More traditional seafood preparations star on menus across the board. At Seasons 52, Darden’s calorie-conscious concept, entrees on the “Sea” section outnumber the “Pasture” section of the menu. Selections include wood-grilled tuna, sauteed shrimp with grits, cedar-plank-roasted salmon, Asian-glazed Chilean sea bass, caramelized grilled sea scallops, wood-grilled boneless rainbow trout and wild Alaska Copper River salmon. Seasons 52 also serves a lobster and fresh mozzarella flatbread, lump crab cake, roasted shrimp and spinach stuffed mushrooms, shrimp scampi skillet, ahi tuna tartare, a sesame grilled salmon salad and a mahi tuna crunch salad.
You know seafood demand has hit the mainstream when a chain such as Red Robin—which built its reputation on burgers—offers more than a token seafood selection.
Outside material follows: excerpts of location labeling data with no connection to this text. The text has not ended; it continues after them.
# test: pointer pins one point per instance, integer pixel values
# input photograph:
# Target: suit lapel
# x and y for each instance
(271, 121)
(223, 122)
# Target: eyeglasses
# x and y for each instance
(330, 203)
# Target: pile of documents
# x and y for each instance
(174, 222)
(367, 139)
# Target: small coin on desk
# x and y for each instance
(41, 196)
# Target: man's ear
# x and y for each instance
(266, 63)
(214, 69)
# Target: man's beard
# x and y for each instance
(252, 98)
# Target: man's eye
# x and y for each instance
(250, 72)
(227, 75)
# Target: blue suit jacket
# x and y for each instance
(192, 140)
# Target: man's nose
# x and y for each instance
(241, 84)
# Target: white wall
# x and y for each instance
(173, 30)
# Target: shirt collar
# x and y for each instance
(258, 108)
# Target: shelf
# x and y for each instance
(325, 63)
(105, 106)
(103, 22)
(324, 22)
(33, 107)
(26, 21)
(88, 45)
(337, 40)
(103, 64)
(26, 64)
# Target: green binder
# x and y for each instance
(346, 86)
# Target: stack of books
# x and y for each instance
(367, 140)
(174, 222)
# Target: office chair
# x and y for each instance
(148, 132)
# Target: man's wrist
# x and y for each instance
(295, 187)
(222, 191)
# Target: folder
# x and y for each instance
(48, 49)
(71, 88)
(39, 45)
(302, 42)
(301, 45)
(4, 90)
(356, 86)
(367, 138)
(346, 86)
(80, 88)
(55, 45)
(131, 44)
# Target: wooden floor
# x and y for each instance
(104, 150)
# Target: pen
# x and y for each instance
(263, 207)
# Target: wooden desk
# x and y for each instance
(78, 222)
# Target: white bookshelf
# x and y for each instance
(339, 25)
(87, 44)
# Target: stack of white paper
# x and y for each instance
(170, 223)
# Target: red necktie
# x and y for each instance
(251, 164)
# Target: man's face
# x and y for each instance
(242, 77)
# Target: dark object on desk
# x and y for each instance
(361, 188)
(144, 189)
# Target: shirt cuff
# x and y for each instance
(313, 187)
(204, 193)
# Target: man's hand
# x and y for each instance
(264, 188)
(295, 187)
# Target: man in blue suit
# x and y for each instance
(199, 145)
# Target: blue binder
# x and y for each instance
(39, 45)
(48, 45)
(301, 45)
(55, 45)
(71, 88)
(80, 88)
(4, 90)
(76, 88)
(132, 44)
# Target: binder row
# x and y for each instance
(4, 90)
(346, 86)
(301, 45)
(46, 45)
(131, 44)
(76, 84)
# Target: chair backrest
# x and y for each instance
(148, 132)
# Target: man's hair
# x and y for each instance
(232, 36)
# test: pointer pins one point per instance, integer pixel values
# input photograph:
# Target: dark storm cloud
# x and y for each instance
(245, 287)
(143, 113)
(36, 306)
Options in the concept’s “Sea-Worthy Favorites” section include a Citrus Harissa Salmon sandwich, made with a pan-seared and slightly blackened salmon filet; Sear-ious Salmon, pan-seared and served with bottomless broccoli and cole slaw; Arctic Cod Fish & Chips; a Crispy Arctic Cod Burger; and Clamdigger’s Clam Chowder.
Similarly, James Beard award-winning Chef Chris Shepherd announced a major overhaul of the menu at his acclaimed restaurant Underbelly, which has built its reputation around whole-animal butchery. Relying so heavily on beef cramped the kitchen’s creativity, Shepherd said; going forward, he is focusing on Southern-style seafood and vegetables. The new menu includes items marinated, grilled, seared, fried and in other preparation styles, and a wide variety of species.